Whenever we're knocked down, we always wish to rise back onto our feet. Some of us have the strength to always do so; the determination to continue upon the path we seek. However, few of us manage to. At seventeen Tonedeff managed to gain mass recognition with a televised performance for Arsenio Hall. But, due to poor managerial decisions, the situation took him nowhere. Focused not to fail, Tone planted the seeds to continue with his goals and later formed QN5. Enlisting a variety of differently musically inclined artists, Tone attempted to create an independent label. Unfortunately the initial batch failed to go far enough in the direction he'd hoped. Even so, he was intelligent enough to see his own potential and that of his peers, he continued to persist and focused upon changing QN5 to a predominantly Hip Hop label. Throughout QN5's history, Tone has continued to promote Archetype (I've been hearing about it since 2001). Many debated the reality of the project reaching fruition, but as it sit beside me at my desk.
Wordplay, wit, breath control and various other carefully conceived elements fueled what now has become the highest grossing music and culture respectively. Sadly, the aforementioned constituents mean little now.
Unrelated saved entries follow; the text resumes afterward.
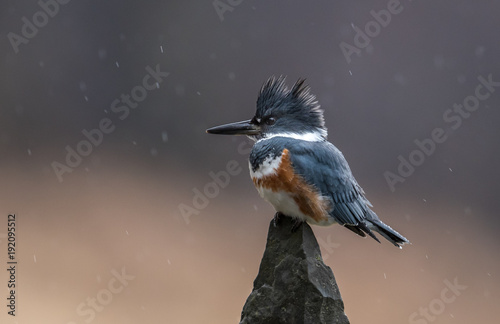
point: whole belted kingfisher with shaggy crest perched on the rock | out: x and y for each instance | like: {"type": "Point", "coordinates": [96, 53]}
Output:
{"type": "Point", "coordinates": [297, 170]}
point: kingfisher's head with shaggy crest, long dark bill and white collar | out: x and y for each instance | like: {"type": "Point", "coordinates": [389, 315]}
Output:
{"type": "Point", "coordinates": [281, 112]}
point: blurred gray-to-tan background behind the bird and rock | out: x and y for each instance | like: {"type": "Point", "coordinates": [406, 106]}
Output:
{"type": "Point", "coordinates": [125, 232]}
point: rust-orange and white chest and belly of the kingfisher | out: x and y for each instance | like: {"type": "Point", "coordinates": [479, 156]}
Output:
{"type": "Point", "coordinates": [277, 182]}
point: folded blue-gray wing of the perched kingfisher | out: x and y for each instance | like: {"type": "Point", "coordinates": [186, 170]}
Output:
{"type": "Point", "coordinates": [323, 165]}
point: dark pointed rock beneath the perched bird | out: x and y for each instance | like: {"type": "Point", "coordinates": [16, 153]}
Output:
{"type": "Point", "coordinates": [293, 285]}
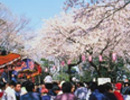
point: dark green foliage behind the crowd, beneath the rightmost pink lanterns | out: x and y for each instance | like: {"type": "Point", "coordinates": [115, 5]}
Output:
{"type": "Point", "coordinates": [108, 68]}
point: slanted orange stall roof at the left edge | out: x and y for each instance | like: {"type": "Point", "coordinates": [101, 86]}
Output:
{"type": "Point", "coordinates": [8, 59]}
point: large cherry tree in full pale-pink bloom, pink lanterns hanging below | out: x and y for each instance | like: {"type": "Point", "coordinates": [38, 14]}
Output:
{"type": "Point", "coordinates": [99, 31]}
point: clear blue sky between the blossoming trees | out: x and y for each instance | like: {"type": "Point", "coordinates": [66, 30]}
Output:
{"type": "Point", "coordinates": [35, 10]}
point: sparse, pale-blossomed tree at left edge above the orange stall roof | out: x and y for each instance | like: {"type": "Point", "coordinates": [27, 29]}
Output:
{"type": "Point", "coordinates": [11, 28]}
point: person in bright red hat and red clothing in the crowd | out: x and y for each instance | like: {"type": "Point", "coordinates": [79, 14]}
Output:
{"type": "Point", "coordinates": [117, 91]}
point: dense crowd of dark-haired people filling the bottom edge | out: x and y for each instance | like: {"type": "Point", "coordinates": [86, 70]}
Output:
{"type": "Point", "coordinates": [55, 90]}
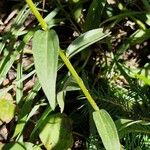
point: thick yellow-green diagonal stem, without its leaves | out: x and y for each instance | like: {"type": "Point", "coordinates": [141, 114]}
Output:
{"type": "Point", "coordinates": [64, 58]}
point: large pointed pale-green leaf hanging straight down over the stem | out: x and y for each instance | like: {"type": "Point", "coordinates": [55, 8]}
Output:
{"type": "Point", "coordinates": [45, 52]}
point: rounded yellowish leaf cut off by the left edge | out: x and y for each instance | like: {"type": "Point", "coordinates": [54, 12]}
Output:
{"type": "Point", "coordinates": [7, 110]}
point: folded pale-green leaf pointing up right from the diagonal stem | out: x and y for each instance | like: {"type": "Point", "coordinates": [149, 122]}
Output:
{"type": "Point", "coordinates": [85, 40]}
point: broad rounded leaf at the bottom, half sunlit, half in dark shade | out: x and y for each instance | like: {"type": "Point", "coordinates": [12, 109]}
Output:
{"type": "Point", "coordinates": [56, 133]}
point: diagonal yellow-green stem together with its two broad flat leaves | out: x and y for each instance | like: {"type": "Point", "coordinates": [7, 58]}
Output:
{"type": "Point", "coordinates": [48, 51]}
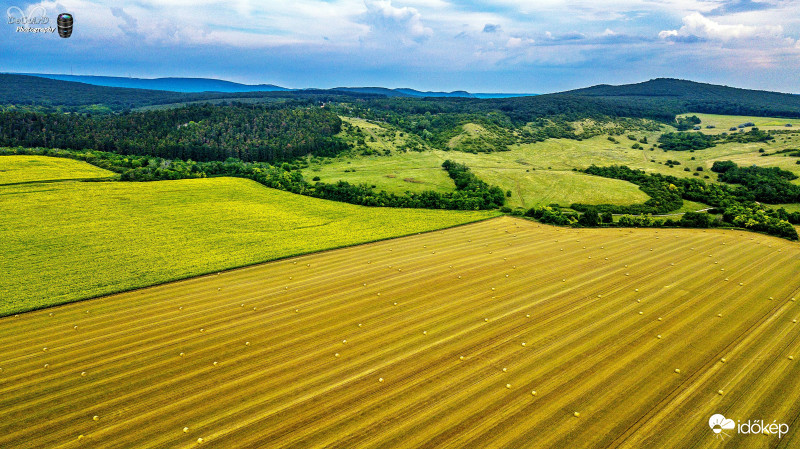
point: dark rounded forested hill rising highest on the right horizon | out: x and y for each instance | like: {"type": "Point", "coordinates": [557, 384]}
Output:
{"type": "Point", "coordinates": [697, 97]}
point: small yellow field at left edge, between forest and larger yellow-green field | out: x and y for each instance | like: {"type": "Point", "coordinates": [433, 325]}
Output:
{"type": "Point", "coordinates": [17, 169]}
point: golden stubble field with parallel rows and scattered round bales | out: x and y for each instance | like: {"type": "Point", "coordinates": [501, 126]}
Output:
{"type": "Point", "coordinates": [503, 333]}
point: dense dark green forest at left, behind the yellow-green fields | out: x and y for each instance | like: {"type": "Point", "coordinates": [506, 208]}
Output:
{"type": "Point", "coordinates": [197, 132]}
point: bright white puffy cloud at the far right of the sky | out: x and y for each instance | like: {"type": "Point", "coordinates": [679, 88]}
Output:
{"type": "Point", "coordinates": [695, 25]}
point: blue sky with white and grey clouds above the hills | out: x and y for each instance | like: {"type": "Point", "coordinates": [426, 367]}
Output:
{"type": "Point", "coordinates": [534, 46]}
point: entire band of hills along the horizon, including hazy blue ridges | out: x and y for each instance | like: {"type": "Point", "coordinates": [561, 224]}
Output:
{"type": "Point", "coordinates": [659, 99]}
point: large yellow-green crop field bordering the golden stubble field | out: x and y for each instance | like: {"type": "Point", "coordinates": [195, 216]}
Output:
{"type": "Point", "coordinates": [69, 240]}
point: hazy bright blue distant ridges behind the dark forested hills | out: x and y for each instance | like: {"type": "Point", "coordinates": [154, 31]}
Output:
{"type": "Point", "coordinates": [197, 85]}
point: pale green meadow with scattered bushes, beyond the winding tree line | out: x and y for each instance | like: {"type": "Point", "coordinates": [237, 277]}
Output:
{"type": "Point", "coordinates": [541, 173]}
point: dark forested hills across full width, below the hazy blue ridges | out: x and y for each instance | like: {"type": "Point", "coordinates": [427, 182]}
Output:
{"type": "Point", "coordinates": [659, 99]}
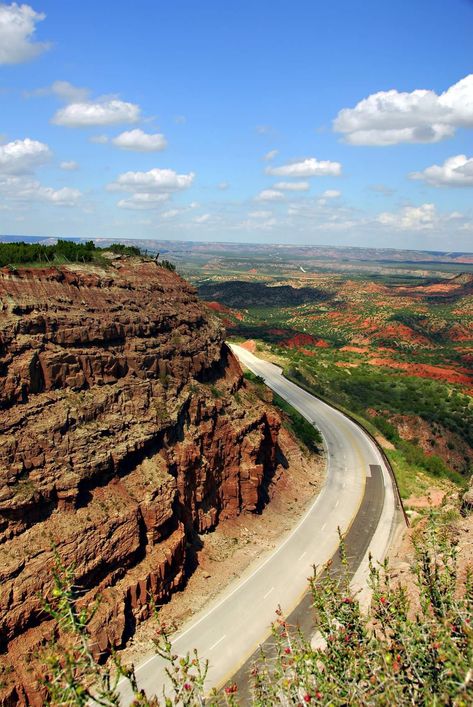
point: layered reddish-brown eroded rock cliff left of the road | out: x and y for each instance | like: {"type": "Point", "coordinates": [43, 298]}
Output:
{"type": "Point", "coordinates": [125, 427]}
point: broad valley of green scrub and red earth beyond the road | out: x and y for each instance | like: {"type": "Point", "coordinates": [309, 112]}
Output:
{"type": "Point", "coordinates": [392, 348]}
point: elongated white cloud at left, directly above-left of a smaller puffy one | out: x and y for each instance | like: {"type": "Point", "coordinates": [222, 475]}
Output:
{"type": "Point", "coordinates": [101, 112]}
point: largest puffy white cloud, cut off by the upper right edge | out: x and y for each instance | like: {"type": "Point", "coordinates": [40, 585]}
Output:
{"type": "Point", "coordinates": [392, 117]}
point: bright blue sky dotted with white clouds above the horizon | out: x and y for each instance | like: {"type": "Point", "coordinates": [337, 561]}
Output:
{"type": "Point", "coordinates": [341, 122]}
Tone describes this situation explicitly and accurately on "Politics" - a bitter, poignantly written song referring to the hazards artists face when trying to break into this very shallow and simple business.
One of the main draws with this release is the fact that there is diversity, demonstrating and exceeding what we've come to know. There's the signature speed rapping, his singing, comical flair and introspection. We're introduced to Archetype through "Overture" a harmonized, simply sung beginning which presents an odd, yet intriguing response from those expecting your traditional Hip Hop intro. However, it perfectly sets up the eclectic variety of tracks, which follow.
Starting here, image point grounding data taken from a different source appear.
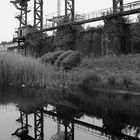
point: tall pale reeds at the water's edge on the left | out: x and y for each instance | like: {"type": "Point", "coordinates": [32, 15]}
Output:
{"type": "Point", "coordinates": [16, 69]}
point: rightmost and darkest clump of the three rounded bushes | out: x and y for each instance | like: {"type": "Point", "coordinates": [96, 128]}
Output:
{"type": "Point", "coordinates": [71, 60]}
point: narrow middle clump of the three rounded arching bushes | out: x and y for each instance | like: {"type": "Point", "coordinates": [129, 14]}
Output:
{"type": "Point", "coordinates": [62, 57]}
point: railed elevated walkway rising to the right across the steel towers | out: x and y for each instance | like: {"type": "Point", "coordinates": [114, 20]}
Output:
{"type": "Point", "coordinates": [127, 9]}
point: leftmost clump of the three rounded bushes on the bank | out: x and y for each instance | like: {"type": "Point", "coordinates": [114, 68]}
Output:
{"type": "Point", "coordinates": [50, 57]}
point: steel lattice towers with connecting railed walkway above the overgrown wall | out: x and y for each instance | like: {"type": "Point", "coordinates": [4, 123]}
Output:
{"type": "Point", "coordinates": [69, 17]}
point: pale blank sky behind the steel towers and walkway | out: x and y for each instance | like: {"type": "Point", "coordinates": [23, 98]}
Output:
{"type": "Point", "coordinates": [8, 23]}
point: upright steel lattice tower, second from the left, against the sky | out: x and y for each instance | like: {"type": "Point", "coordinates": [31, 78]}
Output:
{"type": "Point", "coordinates": [38, 14]}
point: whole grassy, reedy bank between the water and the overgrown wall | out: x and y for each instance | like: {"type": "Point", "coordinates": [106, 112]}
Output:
{"type": "Point", "coordinates": [108, 72]}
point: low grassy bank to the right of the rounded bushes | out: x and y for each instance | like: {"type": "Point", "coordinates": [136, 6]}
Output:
{"type": "Point", "coordinates": [109, 72]}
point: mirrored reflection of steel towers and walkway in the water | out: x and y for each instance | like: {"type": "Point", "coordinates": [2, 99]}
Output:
{"type": "Point", "coordinates": [69, 124]}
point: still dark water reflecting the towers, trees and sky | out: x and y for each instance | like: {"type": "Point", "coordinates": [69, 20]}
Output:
{"type": "Point", "coordinates": [33, 114]}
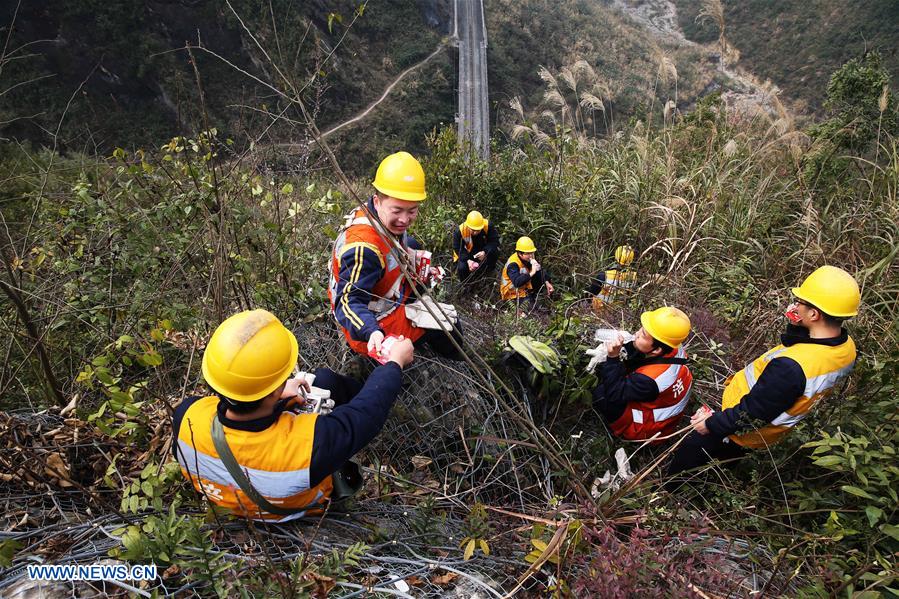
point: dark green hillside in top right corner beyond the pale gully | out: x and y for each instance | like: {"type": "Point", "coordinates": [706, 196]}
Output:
{"type": "Point", "coordinates": [797, 45]}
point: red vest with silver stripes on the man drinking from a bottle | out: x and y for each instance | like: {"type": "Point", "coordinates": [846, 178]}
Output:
{"type": "Point", "coordinates": [642, 420]}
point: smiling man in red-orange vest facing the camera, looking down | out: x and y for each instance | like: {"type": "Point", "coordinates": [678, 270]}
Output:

Having grown up intently listening to this genre, it's to be expected that we'd be presented with a host of tracks of a familiar sort. Your "usual" Hip Hop sound. "Lets Go" features an impatient drum track with a confidently fast paced rhyme scheme above it. The energetic song along with "Issawn" allow the album to remain alive whilst keeping our interest in it's depth. "Disappointed" presents the strongest comical element, laughing at less than favourable situations with the female of the species; losing out to threesomes, sexual frustrations and lines like "Upset kids called her a ho / And you hope to god it was true / 'Cause see a ho f***s everybody / And a bitch f***s everybody but you" keep a smile secured.
Guests aren't to be expected aside from upon "Quotables." Rise, PackFM, Substantial, Supastition, Session and Wordsworth all slide in alongside Tone in-between the De La sampled hook dedicated to the former achievement that was The Source's "Hip Hop Quotable."
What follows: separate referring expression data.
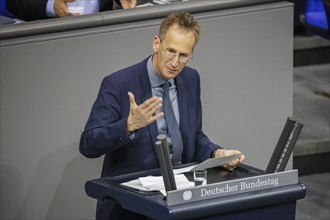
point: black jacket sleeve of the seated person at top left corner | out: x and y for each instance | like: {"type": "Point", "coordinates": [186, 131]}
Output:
{"type": "Point", "coordinates": [28, 10]}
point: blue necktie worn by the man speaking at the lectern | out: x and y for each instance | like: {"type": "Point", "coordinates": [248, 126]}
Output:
{"type": "Point", "coordinates": [172, 125]}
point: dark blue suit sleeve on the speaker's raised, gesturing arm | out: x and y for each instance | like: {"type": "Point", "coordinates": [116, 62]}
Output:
{"type": "Point", "coordinates": [106, 128]}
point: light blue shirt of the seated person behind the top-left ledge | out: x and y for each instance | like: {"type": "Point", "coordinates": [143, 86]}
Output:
{"type": "Point", "coordinates": [90, 6]}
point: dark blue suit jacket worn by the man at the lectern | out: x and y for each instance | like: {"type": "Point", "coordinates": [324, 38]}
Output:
{"type": "Point", "coordinates": [106, 129]}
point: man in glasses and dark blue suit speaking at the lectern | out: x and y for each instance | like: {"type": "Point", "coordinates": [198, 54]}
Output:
{"type": "Point", "coordinates": [128, 113]}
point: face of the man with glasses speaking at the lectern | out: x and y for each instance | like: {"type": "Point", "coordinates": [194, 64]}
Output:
{"type": "Point", "coordinates": [176, 42]}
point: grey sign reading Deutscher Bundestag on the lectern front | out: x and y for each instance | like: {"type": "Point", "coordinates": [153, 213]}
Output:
{"type": "Point", "coordinates": [232, 187]}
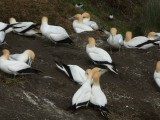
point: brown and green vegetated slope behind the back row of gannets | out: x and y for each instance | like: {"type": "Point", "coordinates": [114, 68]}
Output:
{"type": "Point", "coordinates": [125, 13]}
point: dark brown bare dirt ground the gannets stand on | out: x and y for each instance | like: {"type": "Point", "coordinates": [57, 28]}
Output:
{"type": "Point", "coordinates": [132, 95]}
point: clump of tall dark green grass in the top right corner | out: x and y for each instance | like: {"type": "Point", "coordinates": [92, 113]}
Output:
{"type": "Point", "coordinates": [149, 18]}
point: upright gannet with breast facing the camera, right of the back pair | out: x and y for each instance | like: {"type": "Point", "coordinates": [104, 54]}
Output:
{"type": "Point", "coordinates": [115, 40]}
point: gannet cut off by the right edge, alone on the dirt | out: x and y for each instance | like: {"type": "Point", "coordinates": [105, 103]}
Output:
{"type": "Point", "coordinates": [157, 74]}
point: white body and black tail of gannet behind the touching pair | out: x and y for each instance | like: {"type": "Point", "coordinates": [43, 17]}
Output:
{"type": "Point", "coordinates": [74, 72]}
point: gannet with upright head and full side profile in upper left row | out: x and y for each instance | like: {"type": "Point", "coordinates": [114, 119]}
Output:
{"type": "Point", "coordinates": [56, 34]}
Really, Archetype comes into it's own when Tone experiments and delves deeper. The most dominant example is with "Porcelain," a beautifully complete song dedicated to how frail emotions can be. "Porcelain" is nothing short of brilliant. The sung introduction and outro form a supportive frame around the heartfelt words uttered between the hooks. "Gathered" also is clearly one of the album's highlights. The carefully conceived and created piece features a fresh performance by the singer within, showcasing to those unfamiliar with his talent what he can do and the creation of the music behind it is phenomenal.
"Children" and "Masochist" are also gems. "Children" is a thought provoking track revolving around conduct and hypocrisy with regards to individuality. "Masochist" intertwines some interesting verses based around the frustrations of life and creativity. The song works excellently as a whole although I did find the brief chirping sound in the background quite distracting.
Everyone by now is aware that the internet is a bootleggers dream. Prior to the retail and proper release of Archetype I'd noticed it online and after waiting for what felt like forever to hear a press copy, I hinted towards Tone that I was interested in downloading the release and he urged me not to, stating the importance of the retail version and how much better of an experience it would prove to be. Many a time he stated this was a complete album and not your typical modern rap release, but it's honestly more than that. It's truly a mature work of art. Never before have I seen such an endeavour whereby the artist has packaged alongside the album such a personal and in depth examination of the process of recording, creating and conceiving an album.
"Archetexture" (the accompanying DVD) is a tightly edited and entertaining put together behind-the-scenes showcase of how Archetype was created. It explores every track and includes further commentary and opinions by affiliated artists on the subjects, combining to form an also interesting pseudo-documentary. It's this that takes the album over the edge and drastically enhances the weight of what the music provides. Little elements you miss upon first listen, or that are too hidden to notice arise afterwards. Any confusion with regards to his choice of words within certain hooks ("Masochist") are also elaborated upon enough to kill all curiosity.
Archetype had several years worth of hype and could easily have fallen short. With the album, Tonedeff has assembled a completely new niche. The singing element differs from the Living Legends, 50 Cent's and Moka Only's of this world as it carves something new. Dubbed as the "Archetype" for the next step in the right direction with regards to Hip Hop's creativity, this album is essential for those wishing to experience something new but "the new hip hop - devoid of boundaries, gimmicks or rigid genres."